Или же мы рассматриваем экономическое развитие по большей части снизу, видим великое зрелище — как на фоне хаоса конфликтов экономических интересов вырисовываются бои за освобождение классов, находящихся на подъеме; наблюдаем за тем, как властная ситуация в экономике сдвигается в их пользу — и неосознанно принимаем сторону тех, кто на подъеме, поскольку они являются или начинают становиться сильнейшими. И ведь как раз благодаря тому, что они побеждают, они как будто бы свидетельствуют о том, что они представляют «экономически» более высокоразвитый тип человечества: слишком уж легко овладевает историком представление о том, что победа более высокоразвитых элементов в борьбе сама собой гарантирована и что поражение в борьбе за существование является симптомом «отсталости». И каждый новый из многочисленных симптомов перехода власти в другие руки приносит историку удовлетворение не только потому, что подтверждает его наблюдения: дело еще в том, что он полуосознанно ощущает эти события как личный триумф: история исполняет предсказанные им перемены. Сопротивление, встречаемое этим развитием, историк воспринимает, сам того не ведая, с определенной враждебностью; невольно оно кажется ему не просто естественным итогом само собой разумеющегося представительства интересов, но в известной мере — неповиновением «приговору истории» в том виде, как его сформулировал историк. Ведь критика, которой мы обязаны заниматься, в том числе и применительно к процессам, представляющимся нам неотрефлектированным результатом тенденций исторического развития, не удается нам как раз там, где она нам более всего необходима. Впрочем, и без этого слишком уж искушает нас соблазн войти в свиту победителя в борьбе за экономическую власть и притом забыть, что экономическая власть и призвание к политическому руководству нацией не всегда совпадают между собой.

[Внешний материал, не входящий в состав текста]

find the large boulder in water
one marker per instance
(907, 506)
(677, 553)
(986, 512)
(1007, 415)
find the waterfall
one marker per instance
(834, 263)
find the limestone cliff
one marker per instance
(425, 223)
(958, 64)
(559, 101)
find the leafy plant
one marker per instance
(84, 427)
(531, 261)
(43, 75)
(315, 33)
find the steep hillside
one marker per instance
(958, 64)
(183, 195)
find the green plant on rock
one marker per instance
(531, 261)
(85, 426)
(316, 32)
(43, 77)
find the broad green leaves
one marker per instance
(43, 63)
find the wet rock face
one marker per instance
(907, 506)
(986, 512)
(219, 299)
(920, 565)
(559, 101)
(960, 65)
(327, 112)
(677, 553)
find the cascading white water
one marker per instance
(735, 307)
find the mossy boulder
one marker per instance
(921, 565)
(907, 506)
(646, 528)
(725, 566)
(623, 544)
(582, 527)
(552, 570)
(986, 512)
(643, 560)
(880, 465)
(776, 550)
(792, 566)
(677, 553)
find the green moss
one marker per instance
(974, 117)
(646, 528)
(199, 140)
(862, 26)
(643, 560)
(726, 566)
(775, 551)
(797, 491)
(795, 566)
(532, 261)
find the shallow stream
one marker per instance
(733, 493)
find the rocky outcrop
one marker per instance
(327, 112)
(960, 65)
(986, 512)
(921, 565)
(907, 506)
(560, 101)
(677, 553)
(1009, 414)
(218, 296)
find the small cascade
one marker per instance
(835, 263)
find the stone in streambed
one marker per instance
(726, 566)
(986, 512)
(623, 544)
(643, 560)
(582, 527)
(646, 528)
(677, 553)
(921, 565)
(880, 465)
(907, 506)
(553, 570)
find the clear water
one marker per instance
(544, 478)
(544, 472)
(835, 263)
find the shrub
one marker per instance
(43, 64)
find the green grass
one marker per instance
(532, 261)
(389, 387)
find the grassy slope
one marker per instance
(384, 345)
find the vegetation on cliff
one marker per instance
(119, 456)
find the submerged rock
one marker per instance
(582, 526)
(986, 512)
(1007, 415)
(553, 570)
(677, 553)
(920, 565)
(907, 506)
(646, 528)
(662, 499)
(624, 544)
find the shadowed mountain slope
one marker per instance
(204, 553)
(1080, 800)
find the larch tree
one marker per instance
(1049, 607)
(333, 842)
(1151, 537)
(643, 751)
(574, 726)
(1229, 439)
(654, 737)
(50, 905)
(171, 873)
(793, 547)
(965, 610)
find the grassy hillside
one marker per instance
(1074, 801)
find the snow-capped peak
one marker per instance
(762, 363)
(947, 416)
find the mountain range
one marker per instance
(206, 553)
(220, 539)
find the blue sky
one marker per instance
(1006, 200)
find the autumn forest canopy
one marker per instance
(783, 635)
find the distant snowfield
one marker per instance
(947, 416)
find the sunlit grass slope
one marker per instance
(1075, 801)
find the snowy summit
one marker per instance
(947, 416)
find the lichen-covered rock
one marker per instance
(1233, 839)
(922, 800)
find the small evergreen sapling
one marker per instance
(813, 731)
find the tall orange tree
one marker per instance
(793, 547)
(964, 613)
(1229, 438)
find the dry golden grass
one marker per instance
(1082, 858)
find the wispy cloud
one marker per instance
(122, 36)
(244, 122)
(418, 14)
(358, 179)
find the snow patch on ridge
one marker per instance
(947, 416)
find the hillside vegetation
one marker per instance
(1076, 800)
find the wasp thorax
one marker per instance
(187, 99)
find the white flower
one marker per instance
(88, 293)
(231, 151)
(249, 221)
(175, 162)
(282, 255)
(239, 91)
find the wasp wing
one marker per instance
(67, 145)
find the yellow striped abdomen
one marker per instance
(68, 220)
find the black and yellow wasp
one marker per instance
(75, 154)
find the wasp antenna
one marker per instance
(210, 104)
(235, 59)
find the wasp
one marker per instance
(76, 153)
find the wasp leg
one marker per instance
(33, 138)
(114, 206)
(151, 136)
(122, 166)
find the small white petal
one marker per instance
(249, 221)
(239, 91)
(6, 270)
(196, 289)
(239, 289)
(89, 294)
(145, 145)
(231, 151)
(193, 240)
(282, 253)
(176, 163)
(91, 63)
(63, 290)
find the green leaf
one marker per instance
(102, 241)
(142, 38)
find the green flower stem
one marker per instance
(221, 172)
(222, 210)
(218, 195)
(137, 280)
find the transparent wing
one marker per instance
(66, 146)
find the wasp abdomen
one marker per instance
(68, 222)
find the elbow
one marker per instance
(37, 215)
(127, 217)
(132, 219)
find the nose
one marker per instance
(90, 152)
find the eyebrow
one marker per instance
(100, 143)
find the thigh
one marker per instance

Ибо (и тем самым мы попадаем в последний ряд соображений, скорее, политико–практического свойства) тем политическим мерилом ценностей, каковое для нас, экономических националистов, является единственно «самодержавным», мы мерим и классы, держащие бразды правления наций или стремящиеся к этому. Мы задаем вопросы о политической зрелости таких классов, т. е. об их понимании и соответствующей способности ставить долговременные экономические и политические властные интересы нации выше всех прочих соображений. Можно сказать, что к нации благосклонна судьба, если наивное отождествление интересов собственного класса со всеобщностью непреходящих интересов власти соответствует и последним. С другой же стороны, это еще одна из иллюзий, основанных на современной переоценке «экономического» в привычном смысле слова — когда считают, что политические чувства общности не выдерживают испытания расхождениями в будничных экономических интересах, а то и сами являются всего лишь отражением экономической основы переменчивых интересов. Это соответствует действительности только в периоды фундаментальной социальной рестратификации. Правильно только одно: у наций, в которых зависимость их экономической элиты от политической властной ситуации, не демонстрируется наглядно каждый день (как у англичан), нет инстинктов, ориентированных на такие специфически политические интересы; по меньшей мере, их нет в широких массах нации, которым приходится бороться с будничными трудностями — и было бы несправедливым от этих широких масс их требовать. В великие же моменты, например, в случаях войн, значение национальной мощи проникает и к ним в душу — и тогда оказывается, что национальное государство зиждется на самобытных психологических основах даже в широчайших экономически порабощенных слоях нации, а не только у «надстройки», представляющей собой организацию экономически господствующих классов. Правда, в нормальные времена у масс этот политический инстинкт отступает за порог сознания. Быть носителями политического смысла становится тогда специфической функцией прослоек, руководящих политикой и экономикой, и это единственная причина, которая в состоянии политически оправдать их существование.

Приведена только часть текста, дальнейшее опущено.